To many, Anderson remains an enigma. He’s part attention-to-details,
part grandiose dreams. Part whirlwind workaholic, part devoted father and
husband. Part efficient businessman, part curious journalist.
His friends describe him as intense. But is that intensity a bad thing?
“I think of (intensity) as being passionate about what we do,” Anderson
says. “But this job is an intense job, and our business is an intense business.
It’s a challenging business, not something you can do in eight hours a
day.
“I’m not as harshly judgmental or critical as I used to be. ... But
I guess I’m still relatively intense.”
His friends agree that Anderson has mellowed, that he is no longer a
person who sometimes cares more about the product than the people who work
hard to achieve it. But Anderson sees himself as a work in progress.
“I don’t have enough patience — that’s a deficiency I wish I could overcome,”
he says. “I wish I were better at saying, ‘Thank you,’ and ‘Great job.’
I wish I spent more time with my family.”
OK, so he’s not perfect. Never has been. He notes, with a self-deprecating
chuckle, that “I didn’t know what I didn’t know” when he embarked upon
his first editor job at Orange County. But along the way, even as he has
continued to nurture his community-based view of the future, he has learned
to relax.
He skis. He reads. He plays on his computer. He consumes vast amounts
of Tootsie Rolls. And yes, he laughs — something that the legion of folks
who know him only from afar, who view him as cold, aloof and mysterious,
likely would not believe. Not only does Anderson have a well-developed,
if slightly askew, sense of humor, he’s also a master of the deadpan delivery.
And more ...
Bill Boggs, a consultant with Synectics, tells the story of an unusual
evening in Chicago. After Anderson, Boggs and Dave Zeeck of The News Tribune
of Tacoma, Wash., emerged from a long, brain-frazzling meeting, they went
to a nearby shopping mall. Inside, Anderson (“C’mon, this’ll be fun!”)

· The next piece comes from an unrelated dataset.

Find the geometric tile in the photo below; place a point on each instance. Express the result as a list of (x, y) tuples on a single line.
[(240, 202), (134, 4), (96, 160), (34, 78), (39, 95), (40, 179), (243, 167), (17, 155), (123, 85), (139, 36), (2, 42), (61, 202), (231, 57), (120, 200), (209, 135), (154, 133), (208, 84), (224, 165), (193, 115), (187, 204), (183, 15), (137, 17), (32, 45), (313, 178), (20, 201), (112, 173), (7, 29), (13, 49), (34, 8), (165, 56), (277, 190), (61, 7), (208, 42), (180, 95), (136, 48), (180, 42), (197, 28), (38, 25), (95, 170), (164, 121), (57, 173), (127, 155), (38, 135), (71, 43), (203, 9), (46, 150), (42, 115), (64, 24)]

led the trio into a store where customers can star in their own music video.
The raincoat-clad newspapermen lip-synched and danced to The Rolling Stones’
“(I Can’t Get No) Satisfaction.” Boggs says he still has the only copy
of the video.
“The great thing about the video is that the song title could be a great
epitaph for (Anderson’s) tombstone,” says Boggs. “He’s always pushing.”
Always has, always will. That determination to succeed in all he does
may be Anderson’s defining character trait.
“He’s the kind of guy you wouldn’t want to play Monopoly with,” says
Steven A. Smith, editor in Colorado Springs. “Chris plays to win.”
Ah, but Anderson plays by his own rules. He’s not afraid to explore
non-traditional methods of solving problems. Indeed, it seems as if he’s
happiest when he’s floating outside the box, exploring the unexpected and
taking chances, Smith says.
“And that’s exciting,” Smith says. “If you’re interested in growing
and developing ideas and breaking the rules, then Chris is the ideal publisher.”
So what will Anderson bring to ASNE in his year as president? That’s
impossible to predict. But Anderson does say he’ll “try to take some different
approaches to things” while helping the organization pursue its established
goals and projects.
And, of course, he’ll keep looking forward.
“We’re going to have to grow out away from the one-size-fits-all product,”
he says. “I hope we continue to view ourselves as the indispensable source
of information for our communities, but we may not be able to do that in
exactly the form we’re using right now. I hope we’ll open our minds to
the possibility that we might give different people different products
in the future. If the time comes when we’re delivering it all electronically,
so be it.”
One last question: What does the N. stand for in N. Christian Anderson
III?
“The fun thing is to tell people it stands for ‘Nothing,’ ” he says.
Actually, it’s Nelson. But it could be Newspapers.
Smith is a reporter for The Gazette in Colorado Springs, Colo.